Some of the faked signatories later removed from the list included Chinese President Xi Jinping (LOL, imagine!), Meta’s chief AI scientist Yann LeCun, and OpenAI CEO Sam Altman. When the dust settled, I was left with the same feeling of unease I’d experienced after “The Twitter Files”.

That was the late 2022 fiasco in which Twitter’s new owner, Musk, seeded a wealth of internal emails to a friendly writer, Matt Taibbi. The latter then published a transparent attempt to position the in-house discussions therein as gotchas demonstrating that Twitter staff were censoring tweets, and by implication justifying Musk’s vintage claims of acquiring the platform to safeguard free speech.

Instead, all that was clear from the lukewarm revelations of the “Files” was that Twitter employees were having tedious but necessary discussions about fake news and limiting harm. As they should be. Instead of launching a public outcry, the whole Twitter Files thing cost a once-respected journalist his reputation but otherwise fell flat, as it was evidently rank with manipulation.

The open letter debacle felt just as directed, even if it does point towards some areas of real concern that one — many ones, inside and outside the industry — might have with the pace and direction of AI development. But transparent outrage fishing really undermines legitimacy ... much like Taibbi may experience when pitching his next big project to anyone with an ounce of integrity.

Fruit of the poisoned tweet and all that.
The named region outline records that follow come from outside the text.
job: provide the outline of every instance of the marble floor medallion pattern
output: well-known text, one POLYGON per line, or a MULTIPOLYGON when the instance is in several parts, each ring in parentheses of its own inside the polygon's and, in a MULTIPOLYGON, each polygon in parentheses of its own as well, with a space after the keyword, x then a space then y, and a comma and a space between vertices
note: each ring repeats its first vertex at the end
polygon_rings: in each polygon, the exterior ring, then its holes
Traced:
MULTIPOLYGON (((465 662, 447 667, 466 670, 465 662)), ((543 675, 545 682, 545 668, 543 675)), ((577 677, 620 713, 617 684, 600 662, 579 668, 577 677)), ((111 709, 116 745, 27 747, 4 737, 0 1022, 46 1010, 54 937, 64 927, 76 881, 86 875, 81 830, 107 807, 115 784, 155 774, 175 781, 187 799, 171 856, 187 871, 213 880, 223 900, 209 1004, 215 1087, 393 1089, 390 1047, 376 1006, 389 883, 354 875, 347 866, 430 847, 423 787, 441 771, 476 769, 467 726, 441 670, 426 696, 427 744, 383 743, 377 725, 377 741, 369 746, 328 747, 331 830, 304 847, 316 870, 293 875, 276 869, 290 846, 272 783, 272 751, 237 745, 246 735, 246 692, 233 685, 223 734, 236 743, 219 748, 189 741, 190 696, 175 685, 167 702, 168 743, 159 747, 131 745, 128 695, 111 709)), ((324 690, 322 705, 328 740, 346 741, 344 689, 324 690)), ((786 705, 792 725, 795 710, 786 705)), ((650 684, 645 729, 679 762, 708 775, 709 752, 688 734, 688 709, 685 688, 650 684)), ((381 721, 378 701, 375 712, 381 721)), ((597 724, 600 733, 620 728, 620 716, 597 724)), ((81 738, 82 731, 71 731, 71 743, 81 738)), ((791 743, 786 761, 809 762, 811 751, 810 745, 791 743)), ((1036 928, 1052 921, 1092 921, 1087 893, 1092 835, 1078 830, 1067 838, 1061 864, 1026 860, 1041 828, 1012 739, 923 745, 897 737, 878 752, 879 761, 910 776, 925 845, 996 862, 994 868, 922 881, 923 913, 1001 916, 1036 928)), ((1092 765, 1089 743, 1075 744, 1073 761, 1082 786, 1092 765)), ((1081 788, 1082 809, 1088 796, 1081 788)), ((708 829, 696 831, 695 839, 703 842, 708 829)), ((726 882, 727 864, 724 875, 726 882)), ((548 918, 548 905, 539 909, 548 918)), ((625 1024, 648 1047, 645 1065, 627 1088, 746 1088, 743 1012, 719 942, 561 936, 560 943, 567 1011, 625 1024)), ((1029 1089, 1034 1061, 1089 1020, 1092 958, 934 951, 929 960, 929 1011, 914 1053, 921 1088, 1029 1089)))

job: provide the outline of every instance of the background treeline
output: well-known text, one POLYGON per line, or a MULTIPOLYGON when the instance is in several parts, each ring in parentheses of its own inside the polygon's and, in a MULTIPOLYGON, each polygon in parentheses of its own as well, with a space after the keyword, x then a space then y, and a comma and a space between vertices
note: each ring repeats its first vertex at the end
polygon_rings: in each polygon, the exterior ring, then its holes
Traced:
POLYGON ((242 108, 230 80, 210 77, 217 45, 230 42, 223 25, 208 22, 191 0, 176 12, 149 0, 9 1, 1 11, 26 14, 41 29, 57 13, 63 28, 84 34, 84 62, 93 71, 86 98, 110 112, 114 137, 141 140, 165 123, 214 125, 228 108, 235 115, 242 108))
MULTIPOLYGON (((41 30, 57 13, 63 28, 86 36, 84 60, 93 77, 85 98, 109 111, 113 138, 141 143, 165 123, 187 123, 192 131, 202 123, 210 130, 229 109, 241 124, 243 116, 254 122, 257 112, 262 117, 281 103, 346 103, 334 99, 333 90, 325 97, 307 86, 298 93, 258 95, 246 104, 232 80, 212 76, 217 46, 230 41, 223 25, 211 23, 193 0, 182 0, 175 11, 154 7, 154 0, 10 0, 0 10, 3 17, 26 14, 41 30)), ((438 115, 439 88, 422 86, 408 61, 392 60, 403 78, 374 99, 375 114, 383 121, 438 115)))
Instead of Big Men, I wonder if we should be listening instead to the Little Guys, like the unionised writers of Hollywood asking for policies to limit them being replaced by AI tools that spit out generic scripts based on all the pre-existing scripts those same unionised writers have written over the years.

Or the independent designers and artists who, against the odds, have carved out a living and niche for themselves but now find their work is being scrapped without permission by the machine that actively devalues them and their talents.

I don’t personally fear an AI-led future where smart machines reduce the mental and physical load. Rather, one encapsulated by this tweet, which graced my timeline this morning. Sometimes, still, Twitter really delivers just what you need. @KarlreMarks tweeted: “Humans doing the hard jobs on minimum wage while the robots write poetry and paint is not the future I wanted.”

• Thompson Davy, a freelance journalist, is an impactAFRICA fellow and WanaData member.